Petroleum ministry’s policy guidelines will push up tariff by Rs35 per mmbtu

ISLAMABAD:


Apparently perturbed by the call of a long march by the Pakistan Tehreek-e-Insaf (PTI) and Pakistan Awami Tehreek (PAT), the government could not take a decision on whether to issue policy guidelines to the energy regulator for passing the burden of disputed Rs49 billion on to gas consumers.


It fears that if the consumers are further burdened, it will spark an angry response from them because of an increase in gas prices, officials say.

The policy guidelines, proposed by the Ministry of Petroleum and Natural Resources to bail out gas distributing companies, will push up gas prices by Rs35 per million British thermal units (mmbtu).

Government officials are of the view that Imran Khan’s PTI and Tahirul Qadri’s PAT may exploit the increase in gas prices to the advantage of their protest movement to topple the government.

The PML-N administration is already facing scathing criticism because of hours-long power outages, which sometimes extend up to 15 hours, across the country. Even the Pakistan Peoples Party (PPP), the main opposition which has formed its government in Sindh, has issued a warning, pressing the central government to address the load-shedding issue within a month.

The National Accountability Bureau (NAB) has put the government in trouble by suggesting that the Oil and Gas Regulatory Authority (Ogra) should recover the impact of increase in the unaccounted-for-gas (UFG) ceiling amounting to Rs49 billion from the two gas utilities.

“If this is recovered from the utilities – Sui Northern Gas Pipelines Limited (SNGPL) and Sui Southern Gas Company (SSGC) – they will go bankrupt immediately and gas supply may come to a halt,” said an official of the petroleum ministry while talking to The Express Tribune.


Sources pointed out that gas prices had already risen following increase in gas infrastructure development cess (GIDC) and the shifting of Rs49-billion burden to consumers would lead to further rise in tariff.

The Economic Coordination Committee (ECC), in its meeting held last month, put off the plan to shift the Rs49-billion burden to the consumers and directed the petroleum ministry to review it in the light of legal opinion in a way that it did not affect court proceedings or investigations into the Ogra scam.

According to officials, legal expert Abid Hassan Minto, while giving his detailed opinion, suggested that the proposed policy guidelines would in no way impede investigations by NAB following the Supreme Court’s decision in this connection.

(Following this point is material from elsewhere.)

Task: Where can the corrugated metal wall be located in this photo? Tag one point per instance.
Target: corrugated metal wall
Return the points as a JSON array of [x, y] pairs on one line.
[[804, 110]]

The petroleum ministry has sent its summary again to the ECC, seeking issuance of the policy guidelines to Ogra.

The ministry has proposed that the following should be provisionally allowed as gas sales volumes for UFG benchmarking. (i) Volume pilfered by unregistered consumers but detected and determined by the companies (ii) volume against the minimum bill charged from domestic consumers (iii) volume consumed in law and order-stricken areas and (iv) impact of change in the bulk-retail ratio on UFG using 2003-04 as the base year.

“However, the real issue is the current political situation in the wake of the protest call given by PTI leader Imran Khan and PAT chief Tahirul Qadri, forcing the government to delay the decision,” an official said.

Published in The Express Tribune, August 6th, 2014.